Ce n’est plus un secret pour personne, nous sommes probablement à l’aube d’une révolution digitale que certains appellent d’ores et déjà « la 4e révolution industrielle ».
Avec les balbutiements de l’intelligence artificielle, des objets connectés, des biotechnologies et de la réalité virtuelle, nous y sommes sûrement déjà entré de plein pied, cependant impossible pour le moment de l’affirmer, seul le futur en sera juge.
Une chose est sûre, c’est que cette explosion de technologies auxquelles nous assistons repose sur un socle commun : l’informatique et l’incroyable puissance de calculs désormais accessibles à l’ensemble de l’humanité.

La révolution digitale se construit sur une ossature informatique. Sans elle, il n’y aurait pas de lancement de satellites, pas de transactions financières sécurisées et instantanées et donc pas de commerce mondial, pas d’avancées dans la médecine, et encore moins de téléphones portables.
Les exemples sont légions mais afin de pouvoir aller toujours de l’avant, il est certain que l’humanité aura besoin d’ordinateurs et donc de processeurs toujours plus puissant et toujours plus petits.

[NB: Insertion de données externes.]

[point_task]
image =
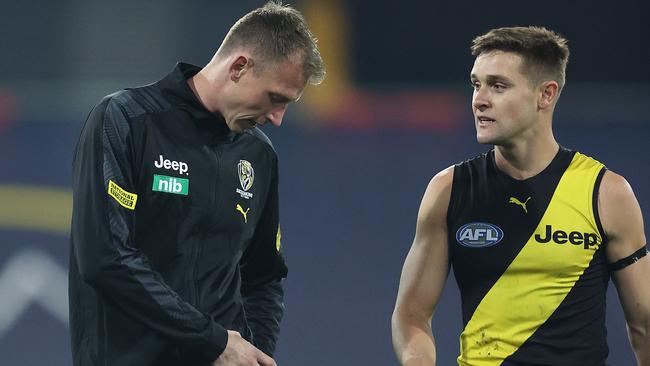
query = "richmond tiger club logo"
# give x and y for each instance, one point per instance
(246, 175)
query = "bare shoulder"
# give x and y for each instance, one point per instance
(620, 215)
(616, 199)
(436, 198)
(614, 186)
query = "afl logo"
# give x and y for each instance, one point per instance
(479, 235)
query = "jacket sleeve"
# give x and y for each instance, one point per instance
(263, 268)
(102, 240)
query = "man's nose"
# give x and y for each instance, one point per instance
(480, 99)
(276, 114)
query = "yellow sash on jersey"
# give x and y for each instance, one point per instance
(541, 275)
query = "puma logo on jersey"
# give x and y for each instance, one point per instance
(179, 166)
(244, 213)
(519, 203)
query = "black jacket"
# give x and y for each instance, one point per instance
(175, 232)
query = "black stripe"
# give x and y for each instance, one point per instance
(631, 259)
(595, 205)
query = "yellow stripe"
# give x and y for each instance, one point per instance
(45, 209)
(539, 278)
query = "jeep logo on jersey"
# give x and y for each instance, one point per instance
(179, 166)
(246, 174)
(163, 183)
(479, 235)
(587, 240)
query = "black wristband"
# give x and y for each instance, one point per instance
(631, 259)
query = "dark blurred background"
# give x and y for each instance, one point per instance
(355, 155)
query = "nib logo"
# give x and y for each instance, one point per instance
(163, 183)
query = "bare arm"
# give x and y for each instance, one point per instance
(623, 223)
(423, 277)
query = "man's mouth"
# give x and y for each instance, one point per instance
(484, 121)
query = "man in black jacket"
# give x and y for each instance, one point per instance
(175, 241)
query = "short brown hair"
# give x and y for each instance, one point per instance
(276, 32)
(544, 52)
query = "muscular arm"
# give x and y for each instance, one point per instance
(262, 270)
(423, 277)
(623, 223)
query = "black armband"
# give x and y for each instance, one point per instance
(631, 259)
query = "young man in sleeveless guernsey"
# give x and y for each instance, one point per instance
(532, 230)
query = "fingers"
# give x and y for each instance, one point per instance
(265, 360)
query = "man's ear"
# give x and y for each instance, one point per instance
(548, 94)
(240, 66)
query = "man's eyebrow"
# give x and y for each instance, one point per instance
(280, 98)
(491, 79)
(497, 78)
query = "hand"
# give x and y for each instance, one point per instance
(239, 352)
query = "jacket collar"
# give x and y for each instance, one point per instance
(175, 87)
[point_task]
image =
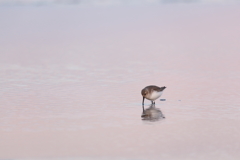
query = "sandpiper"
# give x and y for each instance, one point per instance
(152, 93)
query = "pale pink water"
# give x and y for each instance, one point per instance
(70, 82)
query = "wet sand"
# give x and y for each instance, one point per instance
(71, 79)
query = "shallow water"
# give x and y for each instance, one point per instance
(71, 79)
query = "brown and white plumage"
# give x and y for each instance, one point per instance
(152, 93)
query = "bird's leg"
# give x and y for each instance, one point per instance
(143, 101)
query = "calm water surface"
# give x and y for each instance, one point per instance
(70, 82)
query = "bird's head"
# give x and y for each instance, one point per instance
(144, 92)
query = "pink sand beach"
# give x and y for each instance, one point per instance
(71, 80)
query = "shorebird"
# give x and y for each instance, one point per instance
(152, 93)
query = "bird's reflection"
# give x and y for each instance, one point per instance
(152, 113)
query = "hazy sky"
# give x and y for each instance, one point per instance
(106, 2)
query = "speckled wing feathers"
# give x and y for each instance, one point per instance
(155, 88)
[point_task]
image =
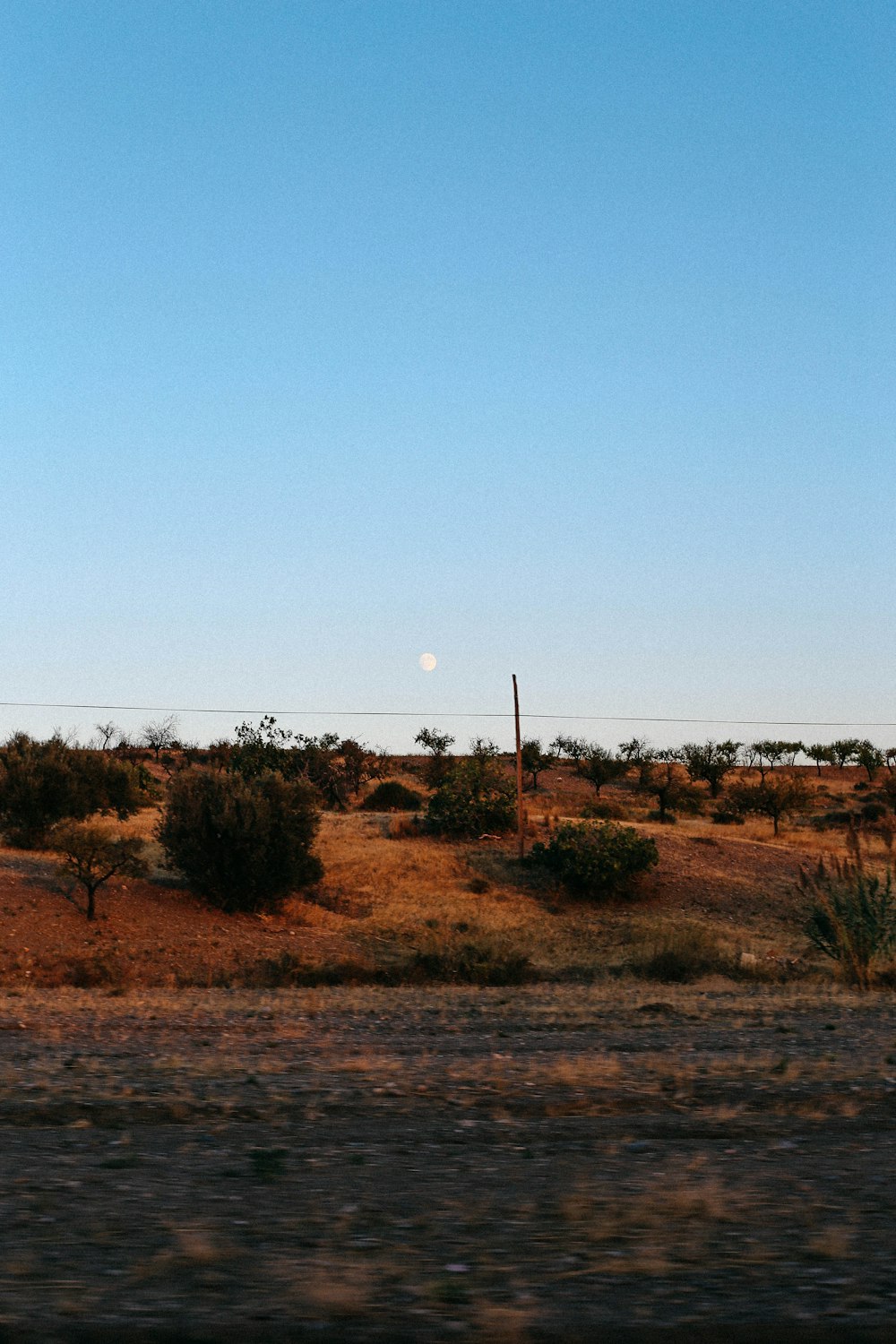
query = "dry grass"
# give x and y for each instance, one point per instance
(397, 902)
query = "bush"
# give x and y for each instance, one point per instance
(852, 917)
(726, 816)
(46, 782)
(474, 798)
(680, 956)
(597, 860)
(392, 796)
(242, 844)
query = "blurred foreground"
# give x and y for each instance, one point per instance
(548, 1163)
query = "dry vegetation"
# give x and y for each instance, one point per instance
(203, 1139)
(395, 903)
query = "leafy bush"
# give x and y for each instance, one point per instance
(727, 816)
(597, 860)
(392, 796)
(46, 782)
(473, 798)
(852, 917)
(242, 844)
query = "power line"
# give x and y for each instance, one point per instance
(447, 714)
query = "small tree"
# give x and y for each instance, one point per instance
(357, 763)
(821, 754)
(242, 844)
(107, 736)
(91, 857)
(852, 917)
(775, 797)
(711, 762)
(844, 750)
(869, 757)
(599, 766)
(664, 777)
(438, 746)
(535, 760)
(597, 860)
(160, 734)
(767, 754)
(571, 747)
(258, 750)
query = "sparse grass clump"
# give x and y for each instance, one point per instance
(678, 956)
(597, 860)
(852, 917)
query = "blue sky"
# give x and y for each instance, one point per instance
(551, 338)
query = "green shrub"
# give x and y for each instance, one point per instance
(392, 796)
(46, 782)
(473, 798)
(242, 844)
(597, 860)
(852, 917)
(726, 816)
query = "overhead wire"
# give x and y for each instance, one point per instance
(447, 714)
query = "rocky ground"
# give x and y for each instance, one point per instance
(536, 1164)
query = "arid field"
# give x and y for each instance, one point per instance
(441, 1098)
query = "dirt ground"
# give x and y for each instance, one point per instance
(535, 1164)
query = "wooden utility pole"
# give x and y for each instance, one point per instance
(520, 824)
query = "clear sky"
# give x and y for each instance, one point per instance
(551, 338)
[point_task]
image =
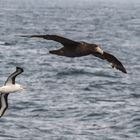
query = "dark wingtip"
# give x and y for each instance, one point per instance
(19, 68)
(124, 70)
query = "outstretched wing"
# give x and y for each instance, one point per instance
(11, 78)
(3, 103)
(65, 41)
(115, 63)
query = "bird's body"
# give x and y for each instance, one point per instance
(77, 49)
(9, 87)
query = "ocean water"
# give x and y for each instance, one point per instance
(71, 99)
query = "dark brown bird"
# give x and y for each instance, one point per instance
(77, 49)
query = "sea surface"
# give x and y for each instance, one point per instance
(71, 98)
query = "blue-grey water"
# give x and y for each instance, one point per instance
(71, 99)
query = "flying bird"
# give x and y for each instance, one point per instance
(77, 49)
(9, 87)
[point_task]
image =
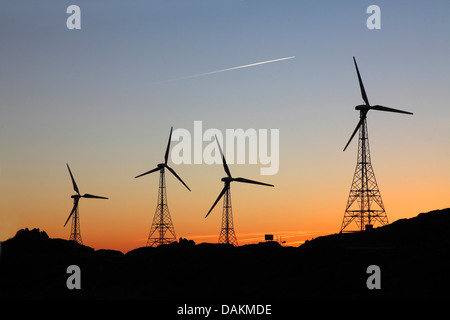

Cette augmentation de la puissance des processeurs et leur miniaturisation n’a-t-elle réellement aucune limite ? Et si tel est le cas, comment la contourner ?

Dans cet article en deux parties j’expliquerai les éventuelles limites de l’informatique classique, de ses possibles évolutions (voir mutations) et plus particulièrement des ordinateurs quantiques.
Si ces derniers vous semblent sortir tout droit d’un livre de science-fiction, il n’en est rien, et je vais m’attacher à vous expliquer au mieux le fonctionnement, les besoins techniques, leurs utilités et les divers projets actuels de calculateurs quantiques : ces derniers n’auront plus de secret pour vous !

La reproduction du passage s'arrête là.